The village was surrounded by other villages of different nationalities of immigrants but this village in particular was very special.

When a general medical practitioner visited to carry out a lecture in the area, his colleague, who had booked him to speak asked him to come, to see the village itself, as he told him that people there didn’t die except for, of old age.

This became a large demographic and scientific project, looking into the reasons why people in the village lived so long and without obvious disease.

They we’re not slimmer or fitter than anyone else. They smoked, they drank, they socialised, they did not live monastic lifestyles.

In the end the conclusion was, that they had community.

It was a thriving and vibrant community where the doors were never locked, and people could go from house to house. Everyone knew everyone else and they all supported each other, and they had literally hundreds of clubs for different interests, where people could meet and collaborate.

We lost this ages ago, the ability to meet face to face and collaborate.

The convenience of the digital world, removed the ability to look someone in the face and say, “how are you?”

Webinars are fine and typing questions to the speaker are all well and good.

Watching YouTube videos are convenient.

Listening to podcasts or online learning lectures are all good.

But where is the “how are you?”

I reached the stage in my life, both personally and professionally where clubs are just not manageable, due to my crazy schedule and full diary.

Meeting friends, spending time away from the grindstone, just seem impossible and not able to be fit in. They say that is the curse of my generation.

Over the past few years, I have tried to change that with different structures to push into place to protect some time where I meet with people one on one to feed my soul. There are 3 particular projects which are and will be really important to me, in terms of the generation of sanity, through meeting up.

First, the cinema club.
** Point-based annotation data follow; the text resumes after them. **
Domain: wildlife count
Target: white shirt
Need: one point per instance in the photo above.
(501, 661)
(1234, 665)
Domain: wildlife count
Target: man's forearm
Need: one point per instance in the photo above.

I’ve talked about it a lot in these pages, in fact I used to blog about it every film that we saw, it’s Stuart and I on the first Monday of every month, if it’s your turn you choose the movie and the other person doesn’t know. Generally, we go out to eat beforehand.

This has run for at least 7 or 8 years, it’s a “happiness booster” and one of the best ways.

The rules are that there are only 2 members of cinema club but an unlimited waiting list.

Feel free to email me and I’ll put you on a list, but one of us has to die before you might get in.

The second is French Toast Mafia, this is my triathlon team. This year we’ve only raced once, but we travelled away and camped and stayed over. This has been so important to me, because I can’t do triathlons individually anymore. Mike Sosin, who is my runner, tells me that French Toast Mafia is like spinal tap.

Spinal tap will race now, until I cannot race anymore.

The third one is brand new though and it’s called insanity muscle club, so please let me tell you about the genesis of this new club.

On Sunday mornings, whenever I can, I cycle with another club, called the Squirrels, I was really kindly invited to join this group by Chris Navarro, who is a dentist locally that I work with and this year we travelled to cycle in France and Belgium through the battle fields (another club with another set of old views and another set of rules.) Two of the guys from the Squirrels, Chris and his brother in-law, Joe, have a club, Monday, Wednesday and Friday mornings at half past 6 called Vanity Muscle (it is a joke honestly) they meet at David Lloyd 3 days a week and try to look after themselves, talk to each other and share the world.

I have been invited to this several times, but I am not in the league to join those two guys.

For ages and ages, I have wanted to get stronger and for my bike riding and my racing, I should have done it years ago, but I have never managed to find the format, to even enjoy it or regularise it.

It’s crazy really because one of my best friend is Carl Dunston, who is a physiotherapist extraordinaire and to the stars (some of Carl’s clients include Daniel Craig, U2 and Stella McCartney.) Carl lives up the road from me but neither of us have enough time to do anything. Which is who the idea for Insanity Muscle came.

Insanity Muscle was clearly a take-off of Vanity Muscle. Our exercises are never going to make us look any better, so there was no vanity. So, we set up a club for 6:30 every Tuesday morning in my garage. Carl and I share the same world view and many different things, and so the club goes like this…

I provide the facilities, which include an espresso coffee machine, with 4 espresso pods each week. I have a white board here, where I write down the session that Carl sends me, and I set up the macs in the garage.

Carl provides the expertise, the session and the technical knowledge of how to do the exercises.

We meet at 6:30, drink a coffee, wake up and then do an hour and we go and sort out the family stuff and then go to work.

We’re 3 weeks into this and it is completely brilliant, we try to do additional sessions during the week when we can, we then meet up again on the Tuesday morning. The final thing is that we have a playlist which has been added to my phone, there is a wireless speaker in the garage.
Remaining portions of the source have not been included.